I’ve seen this floating around social media recently. I respectfully disagree with the author of the article, physician Kathryn Hallsten that restrictions on nurse practitioners (NPs) in California are onerous. California is one of only 28 states that restricts NPs by requiring that they practice and prescribe with physician oversight. Onerous is defined as “involving an amount of effort and difficulty that is oppressively burdensome.” Ornery is defined as bad-tempered and combative. Nothing about physician collaboration is oppressively burdensome or ornery for that matter. I wish these lies and rhetoric would stop. Here’s where the article turns ornery:
restriction reduces access to care, increases cost, decreases the use of primary care services and boosts hospitalization and emergency department visits
Nothing in this statement is backed by evidence and is simply rhetoric. As is so often the case, these statements are not backed in evidence, but mere rhetoric of a political agenda.
Reduces access – how? I fail to see how safeguards and safer practice by having physician oversight reduces access.
Increases cost – how? Costs of what? I fail to see how physician oversight on NPs increases costs.
Decreases the use of primary care services – what the #$#%^?? This is outright BS. Nothing about physician collaboration or oversight decreases patients use of services.

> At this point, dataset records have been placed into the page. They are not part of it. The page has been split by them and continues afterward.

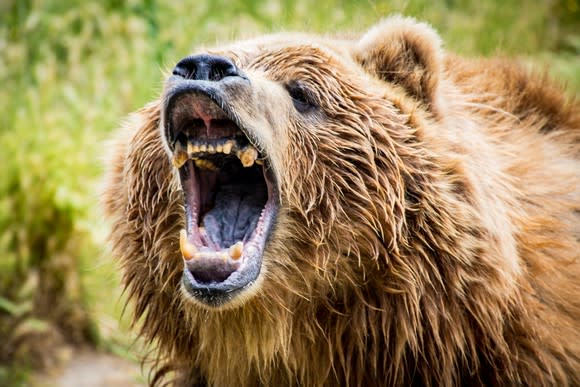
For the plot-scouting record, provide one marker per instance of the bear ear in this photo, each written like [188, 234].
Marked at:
[404, 52]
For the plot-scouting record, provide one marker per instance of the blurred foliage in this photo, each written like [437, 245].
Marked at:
[71, 69]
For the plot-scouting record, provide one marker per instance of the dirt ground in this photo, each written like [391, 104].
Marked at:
[92, 369]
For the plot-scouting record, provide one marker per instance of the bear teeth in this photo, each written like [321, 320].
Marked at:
[247, 154]
[189, 251]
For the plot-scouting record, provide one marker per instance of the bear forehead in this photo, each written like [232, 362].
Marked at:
[284, 53]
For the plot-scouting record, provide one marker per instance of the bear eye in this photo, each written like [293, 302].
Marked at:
[302, 98]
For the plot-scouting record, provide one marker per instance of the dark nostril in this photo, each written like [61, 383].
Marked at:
[205, 67]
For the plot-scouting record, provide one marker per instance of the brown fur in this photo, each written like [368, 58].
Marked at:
[429, 230]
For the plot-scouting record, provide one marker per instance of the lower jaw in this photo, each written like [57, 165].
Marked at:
[239, 284]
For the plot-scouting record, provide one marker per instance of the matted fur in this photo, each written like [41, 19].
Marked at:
[428, 232]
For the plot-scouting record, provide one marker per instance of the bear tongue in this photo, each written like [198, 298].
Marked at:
[235, 214]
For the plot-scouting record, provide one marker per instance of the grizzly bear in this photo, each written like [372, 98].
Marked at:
[352, 211]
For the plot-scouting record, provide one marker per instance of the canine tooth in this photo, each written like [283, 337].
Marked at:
[248, 156]
[228, 147]
[179, 158]
[236, 250]
[188, 250]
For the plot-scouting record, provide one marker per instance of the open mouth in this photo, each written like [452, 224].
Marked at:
[230, 198]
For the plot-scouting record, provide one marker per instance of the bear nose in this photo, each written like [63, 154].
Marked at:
[205, 67]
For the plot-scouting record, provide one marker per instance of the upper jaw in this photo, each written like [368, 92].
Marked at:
[216, 267]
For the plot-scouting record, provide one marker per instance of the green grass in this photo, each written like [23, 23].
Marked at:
[71, 70]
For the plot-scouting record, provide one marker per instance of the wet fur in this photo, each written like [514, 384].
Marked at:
[429, 232]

Boosts hospitalization – More BS. If anything, physician collaboration reduces hospitalization, but I can’t cite a source on this. But neither does the article.

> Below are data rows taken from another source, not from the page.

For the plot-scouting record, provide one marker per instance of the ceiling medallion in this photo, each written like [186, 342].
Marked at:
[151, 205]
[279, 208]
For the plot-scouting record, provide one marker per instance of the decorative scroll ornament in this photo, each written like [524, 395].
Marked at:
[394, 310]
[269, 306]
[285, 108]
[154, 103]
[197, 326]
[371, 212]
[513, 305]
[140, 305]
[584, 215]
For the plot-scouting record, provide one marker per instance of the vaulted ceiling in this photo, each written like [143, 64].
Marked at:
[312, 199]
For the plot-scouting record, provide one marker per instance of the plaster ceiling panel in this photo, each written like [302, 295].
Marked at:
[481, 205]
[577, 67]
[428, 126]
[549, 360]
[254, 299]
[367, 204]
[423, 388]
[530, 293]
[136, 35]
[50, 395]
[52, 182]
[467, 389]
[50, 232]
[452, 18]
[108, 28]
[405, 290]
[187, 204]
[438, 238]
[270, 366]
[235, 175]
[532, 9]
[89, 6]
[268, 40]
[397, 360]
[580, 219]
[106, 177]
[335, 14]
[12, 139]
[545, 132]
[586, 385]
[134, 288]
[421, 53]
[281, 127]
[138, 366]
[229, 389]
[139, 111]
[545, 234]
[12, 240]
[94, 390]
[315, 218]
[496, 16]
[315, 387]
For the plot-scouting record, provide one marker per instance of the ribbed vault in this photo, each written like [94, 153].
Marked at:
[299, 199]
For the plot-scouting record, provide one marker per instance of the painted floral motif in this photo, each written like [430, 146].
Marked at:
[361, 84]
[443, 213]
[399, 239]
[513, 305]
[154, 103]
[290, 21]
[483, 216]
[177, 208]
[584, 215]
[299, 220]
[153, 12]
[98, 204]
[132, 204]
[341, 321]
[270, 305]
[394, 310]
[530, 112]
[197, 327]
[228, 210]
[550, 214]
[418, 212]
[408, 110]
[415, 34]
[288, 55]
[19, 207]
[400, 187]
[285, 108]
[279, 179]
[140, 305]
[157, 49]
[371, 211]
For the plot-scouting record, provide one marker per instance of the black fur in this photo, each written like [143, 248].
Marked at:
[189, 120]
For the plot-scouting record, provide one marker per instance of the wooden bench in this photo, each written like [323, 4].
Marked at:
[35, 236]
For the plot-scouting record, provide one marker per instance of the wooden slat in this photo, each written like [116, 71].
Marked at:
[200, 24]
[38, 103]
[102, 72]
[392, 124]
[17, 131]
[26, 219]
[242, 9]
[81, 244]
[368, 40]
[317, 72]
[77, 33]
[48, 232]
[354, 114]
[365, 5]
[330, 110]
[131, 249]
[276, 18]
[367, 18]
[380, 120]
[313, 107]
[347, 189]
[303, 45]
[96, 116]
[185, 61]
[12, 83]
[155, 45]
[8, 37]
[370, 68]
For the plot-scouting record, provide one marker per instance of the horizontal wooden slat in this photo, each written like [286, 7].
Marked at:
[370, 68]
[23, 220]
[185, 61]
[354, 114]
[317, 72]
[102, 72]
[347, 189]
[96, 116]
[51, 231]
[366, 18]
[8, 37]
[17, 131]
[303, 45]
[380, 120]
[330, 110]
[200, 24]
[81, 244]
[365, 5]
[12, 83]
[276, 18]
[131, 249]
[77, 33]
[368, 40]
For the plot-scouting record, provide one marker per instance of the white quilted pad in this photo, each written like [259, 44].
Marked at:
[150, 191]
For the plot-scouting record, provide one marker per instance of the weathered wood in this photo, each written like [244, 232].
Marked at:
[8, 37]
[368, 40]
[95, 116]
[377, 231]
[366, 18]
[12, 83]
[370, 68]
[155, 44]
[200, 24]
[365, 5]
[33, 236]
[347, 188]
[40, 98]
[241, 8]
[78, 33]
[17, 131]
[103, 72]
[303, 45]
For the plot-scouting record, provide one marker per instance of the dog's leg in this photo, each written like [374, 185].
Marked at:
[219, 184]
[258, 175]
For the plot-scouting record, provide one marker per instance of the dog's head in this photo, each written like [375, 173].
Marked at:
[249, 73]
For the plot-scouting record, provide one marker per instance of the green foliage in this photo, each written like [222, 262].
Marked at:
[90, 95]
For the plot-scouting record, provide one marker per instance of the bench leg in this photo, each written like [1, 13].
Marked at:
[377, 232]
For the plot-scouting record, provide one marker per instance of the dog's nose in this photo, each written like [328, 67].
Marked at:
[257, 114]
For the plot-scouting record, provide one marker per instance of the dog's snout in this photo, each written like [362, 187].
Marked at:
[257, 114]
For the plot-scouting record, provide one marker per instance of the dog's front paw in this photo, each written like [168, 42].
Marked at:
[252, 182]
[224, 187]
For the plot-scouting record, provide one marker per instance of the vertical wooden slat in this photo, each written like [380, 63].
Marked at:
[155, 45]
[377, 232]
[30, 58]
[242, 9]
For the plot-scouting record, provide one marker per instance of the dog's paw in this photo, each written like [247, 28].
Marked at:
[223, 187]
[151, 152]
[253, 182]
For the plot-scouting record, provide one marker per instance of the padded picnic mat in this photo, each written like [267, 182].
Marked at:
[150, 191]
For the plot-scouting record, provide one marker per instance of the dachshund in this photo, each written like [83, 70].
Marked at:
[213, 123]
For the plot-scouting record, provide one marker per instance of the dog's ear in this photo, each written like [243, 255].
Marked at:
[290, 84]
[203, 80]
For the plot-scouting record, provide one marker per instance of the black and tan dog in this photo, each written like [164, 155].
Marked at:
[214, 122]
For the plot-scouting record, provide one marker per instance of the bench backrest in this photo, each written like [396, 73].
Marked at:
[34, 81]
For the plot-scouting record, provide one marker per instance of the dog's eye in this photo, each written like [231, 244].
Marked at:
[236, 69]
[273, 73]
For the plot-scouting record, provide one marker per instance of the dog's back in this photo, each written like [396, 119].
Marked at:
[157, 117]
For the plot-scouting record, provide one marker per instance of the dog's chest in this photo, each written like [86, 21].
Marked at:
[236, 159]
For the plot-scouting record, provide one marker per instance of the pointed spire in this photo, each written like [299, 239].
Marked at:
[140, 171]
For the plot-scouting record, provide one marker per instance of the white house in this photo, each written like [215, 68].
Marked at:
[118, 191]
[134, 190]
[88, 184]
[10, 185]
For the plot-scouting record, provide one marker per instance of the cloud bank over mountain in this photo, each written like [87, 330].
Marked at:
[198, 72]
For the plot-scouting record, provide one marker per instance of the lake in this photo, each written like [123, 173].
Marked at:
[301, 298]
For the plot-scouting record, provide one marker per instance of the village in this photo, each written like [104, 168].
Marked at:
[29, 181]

“Nowhere is access more affected than in rural areas, which are generally underserved by physicians.” Not true. Other evidence I’ve written about before shows NPs in fact don’t go to rural areas. This is a strawman argument for full practice authority. “So long as California law tethers nurse practitioners to physicians, fewer can serve rural populations.” NPs don’t go to rural areas as the article suggests. And then there is this “A proven solution and a step toward addressing these problems is expanding nurse practitioners’ scope of practice to the level of their training.” Expanding scope of practice NOT with training, but through legislation is dangerous. 3% the training and education of a physician, but want equal practice capabilities. And the part of that statement that really bothers me is “to the level of their training.” This is akin to “top of their license.” What does that even mean anyway? Part of the article I do agree with, that is often lost and forgotten:
Every doctor and every nurse practitioner has limits to their knowledge and abilities, and knowing these limits and seeking counsel when necessary is one of the most important concepts for any medical professional to grasp.
This is the essence of what the NP role was founded on, by having physician lead health care teams. This is how I practiced what I was an NP. But the article quickly turns to uncited studies:
Studies demonstrate that the quality of nurse practitioner care is comparable to that of physician care; there is no difference in the quality of care when there are no physician oversight requirements.
I’d like to see this study to review.
Overall the article makes the case for full practice authority based on the author’s positive experience of working with NPs who knew what they didn’t know and were able to collaborate when necessary. How ironic. The very thing being argued against is the very thing that yielded the positive experience.